Roanoke is a lonesome train kind of town. Wander its renovated downtown streets and you're bound to hear a freight rumble through, bearing a load of who-knows-what to a warehouse who-knows-where. The engines are diesel now, instead of steam, and the modern air horn isn't quite as high and plaintive as the old steam whistles that used to shriek up and down Roanoke Valley. But Roanoke hasn't forgotten that earlier, more dramatic time of the big locomotive. The city's Historic Rail District has been almost completely renovated; a former freight depot has become the train-rich Virginia Museum of Transportation; and the old Norfolk & Western (N&W) passenger station now houses the O. Winston Link Museum, an unparalleled collection of photography and sound recordings from the region's age of steam.
The station-turned-museum, which opened in January, is alive with sounds gone by -- the bells, whistles and chugs of steam engines. Initially, the man who should be known as the Ansel Adams of train photography was better known for his railroad sound recordings. Push a button to elicit that industrial music.
Photographer O. Winston Link spent six days setting up this image, "Gooseneck Dam and Train No. 2, Maury River."
(O. Winston Link Museum, Roanoke, Va.)
Books, calendars and magazines (displayed in a case) often featured Link's shots, and chances are you've seen one. Some of his images, like the engines they captured, have attained a nearly mythic status. Peer into one case and the Hogwarts Express barrels toward you. (A Link photo graced a British version of the first Harry Potter book.)
An innovative kiosk lets you experiment with lighting three of Link's night photographs. Visitors can turn a light in a window on and off to see how one detail affects the overall composition. What if you backlit this or took out that set of lights? Link got it right in every shot.
Link loved the idea of his iconic train pictures being here. Before he died in 2001, he approved the museum's location because it gave his photos just the right context. It was from Roanoke that he began most of his train-shooting trips as the enthusiastic chronicler of a fading era. And from the old observation deck, you can still look eastward to the workshops where the N&W made its engines.
Roanoke, surrounded by gentle mountains, is just a friendly and picturesque place. Outdoor vendors hawk everything from fresh meat to tie-dye at the historic downtown farmers' market. In addition to the Link Museum, the Center in the Square complex boasts enough museums and theaters (including the Science Museum of Western Virginia) to keep train buff and non-buff alike happy for a weekend.

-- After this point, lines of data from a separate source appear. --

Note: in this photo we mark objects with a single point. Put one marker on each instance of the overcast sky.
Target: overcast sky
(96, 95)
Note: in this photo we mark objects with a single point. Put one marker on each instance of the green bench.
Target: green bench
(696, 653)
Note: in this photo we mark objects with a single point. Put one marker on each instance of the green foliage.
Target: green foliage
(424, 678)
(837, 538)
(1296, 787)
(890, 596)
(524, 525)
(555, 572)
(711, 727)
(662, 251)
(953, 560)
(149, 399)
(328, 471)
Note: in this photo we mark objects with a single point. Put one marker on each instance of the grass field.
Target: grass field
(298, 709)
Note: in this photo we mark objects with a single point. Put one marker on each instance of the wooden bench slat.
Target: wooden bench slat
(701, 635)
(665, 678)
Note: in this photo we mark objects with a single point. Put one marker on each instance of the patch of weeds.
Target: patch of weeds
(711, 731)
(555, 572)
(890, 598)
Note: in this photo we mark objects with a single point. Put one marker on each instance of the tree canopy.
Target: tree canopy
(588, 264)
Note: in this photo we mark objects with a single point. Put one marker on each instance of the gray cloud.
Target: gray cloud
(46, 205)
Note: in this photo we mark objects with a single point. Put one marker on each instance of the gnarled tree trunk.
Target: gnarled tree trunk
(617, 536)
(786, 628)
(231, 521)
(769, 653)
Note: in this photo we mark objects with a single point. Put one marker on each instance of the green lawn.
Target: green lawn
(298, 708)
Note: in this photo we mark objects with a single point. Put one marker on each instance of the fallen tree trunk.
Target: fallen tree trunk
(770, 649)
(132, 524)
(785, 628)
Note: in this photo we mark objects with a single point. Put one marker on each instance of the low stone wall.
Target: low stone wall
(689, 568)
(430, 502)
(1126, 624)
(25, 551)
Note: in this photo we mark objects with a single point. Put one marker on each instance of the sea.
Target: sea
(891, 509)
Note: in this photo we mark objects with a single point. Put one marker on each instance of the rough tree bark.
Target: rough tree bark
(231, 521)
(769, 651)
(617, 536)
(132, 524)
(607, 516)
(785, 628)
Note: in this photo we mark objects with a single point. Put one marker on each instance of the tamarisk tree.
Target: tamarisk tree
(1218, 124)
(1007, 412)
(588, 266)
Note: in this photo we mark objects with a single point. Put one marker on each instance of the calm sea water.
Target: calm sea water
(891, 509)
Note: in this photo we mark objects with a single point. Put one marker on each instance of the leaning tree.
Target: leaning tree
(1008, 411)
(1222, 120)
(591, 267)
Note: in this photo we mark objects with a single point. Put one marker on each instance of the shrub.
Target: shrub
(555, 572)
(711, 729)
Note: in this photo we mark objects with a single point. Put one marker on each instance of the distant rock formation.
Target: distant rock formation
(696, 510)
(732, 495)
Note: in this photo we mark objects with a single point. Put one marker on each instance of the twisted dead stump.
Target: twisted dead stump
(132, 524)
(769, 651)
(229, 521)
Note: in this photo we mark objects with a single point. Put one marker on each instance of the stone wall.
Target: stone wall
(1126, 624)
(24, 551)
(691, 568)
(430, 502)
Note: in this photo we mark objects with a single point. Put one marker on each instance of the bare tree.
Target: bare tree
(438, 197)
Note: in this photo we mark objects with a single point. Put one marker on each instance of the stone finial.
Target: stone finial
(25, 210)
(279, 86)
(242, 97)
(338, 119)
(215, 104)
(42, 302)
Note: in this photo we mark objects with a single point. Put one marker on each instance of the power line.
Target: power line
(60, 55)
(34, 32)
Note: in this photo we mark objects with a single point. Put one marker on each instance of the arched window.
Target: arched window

With the railroad setting outside and the museum minutiae inside the Link Museum, it's easy to feel immersed in life along the old N&W, as Link himself was from 1955 to 1960.
He took nearly 2,500 shots of the trains and their people in that half-decade. About 300 of them are on display here in six small galleries named after N&W divisions. The most famous -- and striking -- are the ones photographed at night.
On one level, Link's photos are documentation. But there is something transcendent and timeless about them, too. You know, as you gaze into the eyes of a proud conductor dwarfed by his shining engine or as you walk in on station agent Gladys Harriger stitching up a quilt between trains at White Top, that the era is gone forever. The photos are nostalgic and personal and deep, both in their subject matter and texture.
Like the more famous Adams, Link achieved a wide range of tones. To call the photographs "black-and-white" seems inadequate. Link "sculpted with light," as one museum text states.